Low pressure sodium has been the standard technology for outdoor lighting for generations. the soft yellow glow is familiar to anyone who has lived in any urban area, coloring lives and countless photographs of the night.
The yellow glow of sodium light has been both celebrated and reviled. While the glow can be attractive in night scenery it also creates inhuman tones in faces and photos of people. Movies have been shot under sodium lights, songs reference the golden glow. Astronomers both professional and amateur prefer the lights as the light can be easily filtered from view.
LPS has been so dominant for several reasons, it was the most power efficient of the available lighting technologies. This allowed more light at lower cost than any other competing technology, a powerful motivator when buying decisions were made by cities, counties and highway departments.
This efficiency comes from the nature of sodium light. In LPS almost all of the light emitted in a wavelength usable by the human eye. That light is emitted at 589nm, a deep yellow. This is far different that most other lighting technologies that emit light at a wide variety of wavelengths. 589nm is relatively near the peak sensitivity of the human eye, making this light preferable for roadway lighting installed for driving safety.
Sodium yellow is also the color of many adaptive optics lasers. Stabbing forth from the observatory these yellow beams excite a layer of sodium atoms found high in the atmosphere to create reference beacons used to analyse atmospheric distortions.
Aside from AO lasers astronomers love low pressure sodium lights because of the monochromatic nature of the light these lamps produce. With the light centered at a very sharp wavelength it is easy to simply remove any signal from your data while the remainder of the spectrum is unpolluted. See a peak at 589nm in your spectrograph data? Ignore it, it is likely to be the light of streetlights from a nearby city or town.

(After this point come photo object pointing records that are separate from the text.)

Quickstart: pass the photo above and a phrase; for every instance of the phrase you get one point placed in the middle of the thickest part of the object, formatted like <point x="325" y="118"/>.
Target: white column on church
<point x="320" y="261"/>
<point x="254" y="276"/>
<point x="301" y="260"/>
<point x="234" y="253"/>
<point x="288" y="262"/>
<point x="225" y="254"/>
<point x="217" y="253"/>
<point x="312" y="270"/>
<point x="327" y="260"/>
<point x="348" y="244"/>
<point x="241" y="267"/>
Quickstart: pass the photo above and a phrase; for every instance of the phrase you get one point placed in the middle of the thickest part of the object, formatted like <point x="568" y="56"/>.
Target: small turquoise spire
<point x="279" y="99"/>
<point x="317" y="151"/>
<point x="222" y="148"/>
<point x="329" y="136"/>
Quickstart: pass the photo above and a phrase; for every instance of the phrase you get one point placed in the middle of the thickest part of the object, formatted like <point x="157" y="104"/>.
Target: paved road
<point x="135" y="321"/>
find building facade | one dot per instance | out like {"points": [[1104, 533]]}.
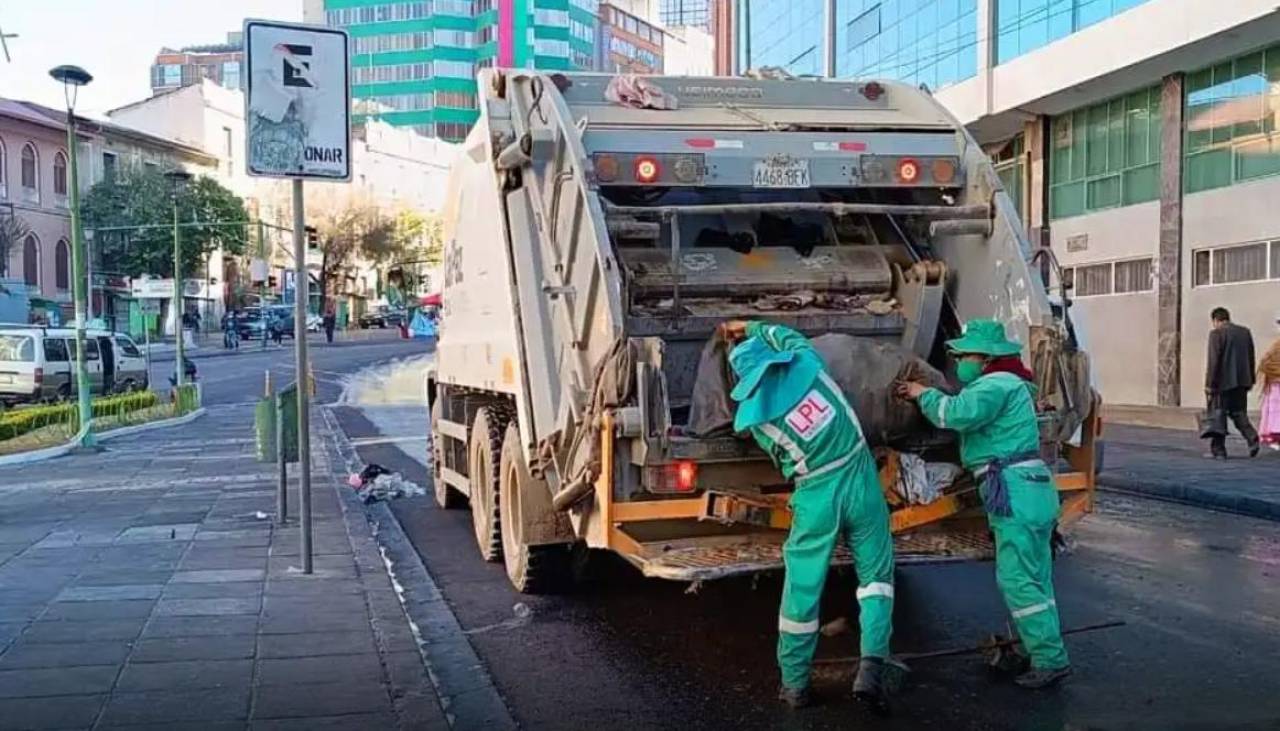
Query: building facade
{"points": [[627, 44], [219, 63], [1138, 138], [414, 62]]}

Alternately you could install a filter designed to block the wavelengths of known light pollution sources while allowing other wavelengths through. Such filters are commonly available in optics catalogs or equipment websites frequented by amateur astronomers. You can simply buy a filter that can be installed on your camera that will block these wavelengths while allowing a clear view of the night sky.

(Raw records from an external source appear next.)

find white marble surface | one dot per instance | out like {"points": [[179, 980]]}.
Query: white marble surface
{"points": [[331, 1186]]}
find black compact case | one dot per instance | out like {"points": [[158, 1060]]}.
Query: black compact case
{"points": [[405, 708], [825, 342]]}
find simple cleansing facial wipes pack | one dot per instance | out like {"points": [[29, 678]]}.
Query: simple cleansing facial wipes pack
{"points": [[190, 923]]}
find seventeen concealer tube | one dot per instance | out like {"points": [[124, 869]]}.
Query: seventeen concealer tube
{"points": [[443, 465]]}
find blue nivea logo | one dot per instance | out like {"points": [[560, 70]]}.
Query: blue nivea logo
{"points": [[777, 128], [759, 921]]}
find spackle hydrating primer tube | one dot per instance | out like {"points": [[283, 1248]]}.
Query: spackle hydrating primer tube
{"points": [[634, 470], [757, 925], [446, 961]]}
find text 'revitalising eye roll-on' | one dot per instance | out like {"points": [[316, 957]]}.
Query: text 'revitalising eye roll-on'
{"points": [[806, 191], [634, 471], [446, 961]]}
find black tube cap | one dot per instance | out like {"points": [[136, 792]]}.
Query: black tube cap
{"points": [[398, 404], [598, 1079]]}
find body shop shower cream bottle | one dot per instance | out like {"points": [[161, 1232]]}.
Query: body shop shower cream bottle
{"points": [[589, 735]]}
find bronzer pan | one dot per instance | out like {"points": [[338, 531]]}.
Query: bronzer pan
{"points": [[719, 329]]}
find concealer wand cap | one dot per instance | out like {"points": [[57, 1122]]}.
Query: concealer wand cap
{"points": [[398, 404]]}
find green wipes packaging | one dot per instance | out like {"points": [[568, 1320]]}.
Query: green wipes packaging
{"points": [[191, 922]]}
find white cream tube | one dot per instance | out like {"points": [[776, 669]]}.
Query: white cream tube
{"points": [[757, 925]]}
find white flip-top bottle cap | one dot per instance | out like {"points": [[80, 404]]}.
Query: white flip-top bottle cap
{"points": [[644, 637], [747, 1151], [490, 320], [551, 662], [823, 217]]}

The reign of LPS is coming to en end, as more efficient LED lighting is installed to replace the older technology. With LPS cities are losing their golden glow, becoming brighter and more energy efficient. The change is visible from space, photos taken by space station crews note the white cores of many cities as the central urban areas are changed first.
The new technology on the street, LED based lighting brings many issues. The white or blue-white light of LED is more harmful to human health and wildlife. Many studies note the harmful effects blue light has on our own health, in disrupting our circadian rhythm, to supressing metatonin production, and a wide range of other possible effects.
The issues with LED can be mitigated to some extent. Filters or special phosphor blends can change the spectral content of the lights, removing the more troublesome blue end of the spectrum. This creates a warmer or greener result. while not as harmful, it does at least minimize the issues. The new LED streetlights in Hawaii county are filtered like this. The filters result in a light that looks a bit more like the old LPS, a soft greenish glow in place of the yellow.